I dieci racconti, affidati a registi diversi, esplorano lo spettro della bibliografia di Dick, capace di affrontare il tema del doppio attraverso la tecnologia dell’androide e del robot, introducendo il peso etico e morale di una nuova umanità del futuro alle prese con la rottura di un postmoderno ipertecnico e spersonalizzante. Un futuro, quello di Dick, nel quale, come nell’episodio The Hood Maker, i regimi autoritari potranno sfruttare una minoranza umana dotata di capacità telepatiche, o in cui scoprire che il proprio congiunto posseduto da un alieno che gli dona una virilità perduta non è poi così male per la moglie, come accade in Human Is. Tra suggestioni, provocazioni e veri e propri incroci filosofici, lo spettatore potrà soprattutto godere degli episodi più riusciti, tra i quali spiccano The Commuter, con il ferroviere Timothy Spall alle prese con una fermata fantasma, e l’indimenticabile Crazy Diamond nel quale Steve Buscemi, inetto e incapace di volontà, è invischiato in una spy story tra una casa poggiata su una costa in erosione e un’impossibile fuga dalla realtà.

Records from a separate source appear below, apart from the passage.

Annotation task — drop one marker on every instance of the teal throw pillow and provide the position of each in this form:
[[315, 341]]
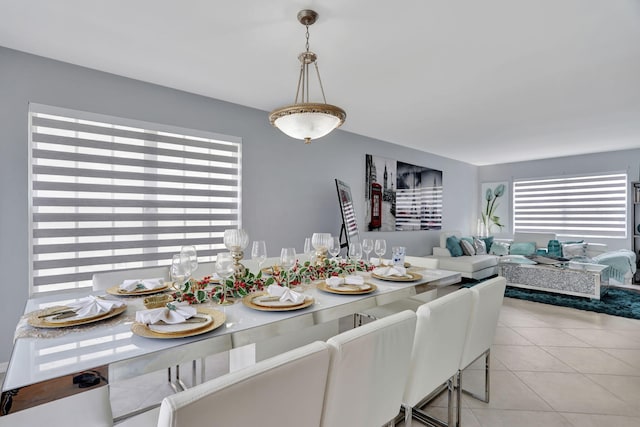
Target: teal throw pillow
[[479, 246], [554, 248], [453, 244], [488, 241], [522, 248], [499, 248], [467, 247]]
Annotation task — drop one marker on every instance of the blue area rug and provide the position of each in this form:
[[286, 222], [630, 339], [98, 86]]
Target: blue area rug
[[617, 302]]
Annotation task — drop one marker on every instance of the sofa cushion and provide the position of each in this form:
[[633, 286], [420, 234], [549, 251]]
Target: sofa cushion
[[522, 248], [479, 246], [448, 233], [467, 264], [574, 250], [467, 247], [499, 248], [541, 239], [453, 244], [488, 241]]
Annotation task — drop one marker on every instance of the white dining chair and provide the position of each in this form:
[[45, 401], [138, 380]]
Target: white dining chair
[[440, 335], [285, 390], [88, 408], [368, 371], [487, 300], [108, 279]]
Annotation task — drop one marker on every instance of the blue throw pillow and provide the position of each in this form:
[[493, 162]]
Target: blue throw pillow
[[453, 244], [488, 241], [522, 248]]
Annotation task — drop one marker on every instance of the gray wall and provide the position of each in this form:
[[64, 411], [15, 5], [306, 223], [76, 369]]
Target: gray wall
[[615, 161], [288, 187]]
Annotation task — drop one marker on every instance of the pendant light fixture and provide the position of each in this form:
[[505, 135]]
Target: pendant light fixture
[[304, 119]]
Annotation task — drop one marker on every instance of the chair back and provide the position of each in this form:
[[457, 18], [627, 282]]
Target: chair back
[[107, 279], [285, 390], [437, 349], [487, 301], [88, 408], [369, 367]]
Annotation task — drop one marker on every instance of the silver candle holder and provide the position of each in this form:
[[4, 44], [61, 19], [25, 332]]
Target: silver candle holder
[[236, 240]]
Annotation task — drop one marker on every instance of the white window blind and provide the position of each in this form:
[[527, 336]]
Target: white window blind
[[110, 193], [579, 206]]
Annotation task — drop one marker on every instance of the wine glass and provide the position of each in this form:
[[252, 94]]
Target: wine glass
[[190, 252], [259, 252], [287, 261], [225, 269], [380, 249], [367, 247], [355, 252], [180, 269], [308, 248], [334, 246]]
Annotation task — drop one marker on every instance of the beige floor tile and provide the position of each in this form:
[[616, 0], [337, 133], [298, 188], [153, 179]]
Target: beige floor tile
[[495, 363], [508, 336], [567, 392], [527, 358], [632, 357], [595, 420], [550, 337], [507, 392], [591, 360], [509, 418], [604, 338], [625, 387]]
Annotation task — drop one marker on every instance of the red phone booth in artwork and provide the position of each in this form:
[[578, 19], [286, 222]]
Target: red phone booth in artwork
[[376, 206]]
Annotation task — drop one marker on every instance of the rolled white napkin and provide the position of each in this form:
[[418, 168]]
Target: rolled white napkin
[[285, 294], [336, 282], [148, 284], [92, 306], [390, 271], [173, 313]]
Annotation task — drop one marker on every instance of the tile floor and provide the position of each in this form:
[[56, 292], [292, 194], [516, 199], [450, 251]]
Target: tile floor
[[551, 366]]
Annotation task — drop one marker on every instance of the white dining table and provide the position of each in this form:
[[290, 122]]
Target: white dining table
[[43, 368]]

Ma rimarrà soprattutto nella memoria l’apice lirico dell’intera stagione, Impossibile Planet, nel quale un’anziana signora di oltre trecento anni desidera tornare sul pianeta Terra, nel quale ha vissuto la propria giovinezza e un amore mai dimenticato, noncurante di un dettaglio non da poco: la Terra è andata distrutta da tempo. Non rimarrà, come in tutta l’opera dello scrittore americano, che l’illusione del viaggio, nell’amara constatazione che il futuro che immaginavamo è una finzione da due soldi venduta in un mercatino low cost.